26 October 2012

What is FBDD, and how pure is your library?

The most recent post on the newest biophysical technique for fragment screening coincides with a talk I heard yesterday and some thoughts I have been having recently.  Barry Morgan of GSK gave a talk on DNA Encoded Libraries, which is a Screen for Drug paradigm, as opposite from FBDD as you can go.  The problem I have with such highly elaborated molecules (4-5 synthons) is that they are Screening for Drug, rather they are Screening for Drug Affinity and unless they get extraordinarily lucky, they will still have to medchem to optimize everything else, and maintaining affinity.  I had some interesting discussions at the breaks with Dr. Morgan and a scientist from Vipergen as to the utility of this.  Dr. Morgan agreed that they now mostly focus on libraries of 2-3 synthons (which by and large would fit the definition of fragments (especially if you ignore the linker and humongous amount of DNA sticking off the molecule).  For the GSK work, their method detects signals on as little as 1000 molecules in 25 uL (~66 attoM) and the effective concentration of each molecule in each reaction is much less than 1 pM.  So, this got me to thinking about how pure this combi-chem libraries are (and combi-chem by any other name is still combi-chem)? But, it doesn't matter, aborted chemistry (e.g. 2 synthons instead of 3 synthons) will still be detected.  In fact, this is exactly where some of the power of this technique comes in.  So, is DEL technology FBDD by with an extraordinarly sensitive detection technique?
Don Huddler of GSK gave a talk right before me (and I swear we didn't coordinate our titles) about the FBDD work in his group.  When discussing the GSK library, Don mentioned that their purity cutoff is 95%.  Of course, this is pretty low for a High Concentration Screen (a 5% impurity would be present at 50uM!).  I would prefer to see a 99% cutoff for purity, but how realistic is that?  Additionally, some people use methods that don't detect strong binders or use a HCS % inhibition cutoff for their first triage.  So, a 50uM impurity (worst case for most libraries) would probably not even register as a hit in the primary screen.  But, I am curious what levels of purity people use for their fragment libraries (if any).  I somehow can't seem to get a poll to look right with the new blogger interface, so please post your comments (anonymously if you need to) and tell me what you think.


Dan Erlanson said...

These are good questions, and not surprisingly both of them came up at FBLD 2012. Indeed, they are somewhat related, since the question “what is FBDD” gets to the issue of the “purity” of the discipline.

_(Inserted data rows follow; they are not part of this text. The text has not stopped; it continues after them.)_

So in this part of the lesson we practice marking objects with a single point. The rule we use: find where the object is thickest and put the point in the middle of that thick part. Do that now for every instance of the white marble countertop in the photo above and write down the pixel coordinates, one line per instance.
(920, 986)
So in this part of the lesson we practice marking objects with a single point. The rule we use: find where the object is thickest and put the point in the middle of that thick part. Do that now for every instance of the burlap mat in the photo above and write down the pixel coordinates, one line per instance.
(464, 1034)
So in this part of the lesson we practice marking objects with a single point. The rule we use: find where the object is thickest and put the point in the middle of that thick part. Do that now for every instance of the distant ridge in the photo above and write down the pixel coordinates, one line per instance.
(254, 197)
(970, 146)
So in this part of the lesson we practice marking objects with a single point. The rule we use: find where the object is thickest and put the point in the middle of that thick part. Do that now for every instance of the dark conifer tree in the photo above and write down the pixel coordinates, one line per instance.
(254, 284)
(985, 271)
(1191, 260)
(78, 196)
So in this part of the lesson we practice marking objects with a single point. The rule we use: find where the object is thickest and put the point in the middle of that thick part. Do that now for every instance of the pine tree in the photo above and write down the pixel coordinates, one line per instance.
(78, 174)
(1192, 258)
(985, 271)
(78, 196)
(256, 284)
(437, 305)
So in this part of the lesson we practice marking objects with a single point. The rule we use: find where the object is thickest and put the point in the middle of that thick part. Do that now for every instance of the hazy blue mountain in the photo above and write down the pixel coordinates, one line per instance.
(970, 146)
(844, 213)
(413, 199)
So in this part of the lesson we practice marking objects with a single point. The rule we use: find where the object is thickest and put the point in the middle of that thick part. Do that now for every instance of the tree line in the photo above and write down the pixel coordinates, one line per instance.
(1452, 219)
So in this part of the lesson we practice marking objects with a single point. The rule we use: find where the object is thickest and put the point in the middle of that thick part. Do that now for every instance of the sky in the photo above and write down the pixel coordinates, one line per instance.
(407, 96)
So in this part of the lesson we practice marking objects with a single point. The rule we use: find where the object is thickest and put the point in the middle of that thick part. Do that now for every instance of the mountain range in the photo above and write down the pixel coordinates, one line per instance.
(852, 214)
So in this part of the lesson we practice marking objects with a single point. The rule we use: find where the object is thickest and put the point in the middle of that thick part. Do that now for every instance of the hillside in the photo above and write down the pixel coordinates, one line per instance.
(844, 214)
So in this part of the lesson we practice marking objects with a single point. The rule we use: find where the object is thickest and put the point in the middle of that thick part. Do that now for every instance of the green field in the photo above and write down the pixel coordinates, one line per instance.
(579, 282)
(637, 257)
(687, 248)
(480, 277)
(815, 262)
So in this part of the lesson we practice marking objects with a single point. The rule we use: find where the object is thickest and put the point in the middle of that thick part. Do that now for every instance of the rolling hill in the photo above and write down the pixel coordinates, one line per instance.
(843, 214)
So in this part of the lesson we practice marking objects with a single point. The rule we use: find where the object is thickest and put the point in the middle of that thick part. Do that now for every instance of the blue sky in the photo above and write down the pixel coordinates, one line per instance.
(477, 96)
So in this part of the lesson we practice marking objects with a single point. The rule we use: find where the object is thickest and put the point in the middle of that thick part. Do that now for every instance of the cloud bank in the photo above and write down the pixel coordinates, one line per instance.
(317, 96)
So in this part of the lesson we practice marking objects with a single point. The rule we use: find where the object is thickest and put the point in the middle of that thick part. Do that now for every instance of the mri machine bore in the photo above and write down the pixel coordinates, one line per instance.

Regarding what constitutes FBDD, I personally take a rather catholic view: if it borrows concepts from FBDD, it is FBDD. That said, I also like Mark Whittaker’s idea of FADD (fragment-assisted drug discovery) as a broader category that includes approaches that purists might not consider FBDD.

In terms of library purity, it is important to remember that stated purity levels may not be accurate, as they are usually based on NMR or HPLC, which don’t detect everything. Heavy metals can be particularly insidious: we mentioned silver here, and at FBLD 2012 Charles Wartchow described a project at Roche in which a fragment screen produced lots of hits, but many of them turned out to be due to contaminating zinc.

Chris said...

I guess purity required may be dependent on the detection technology? Would X-ray allow the identification of the impurity, if F-NMR unless the impurity contained F it would not be seen etc.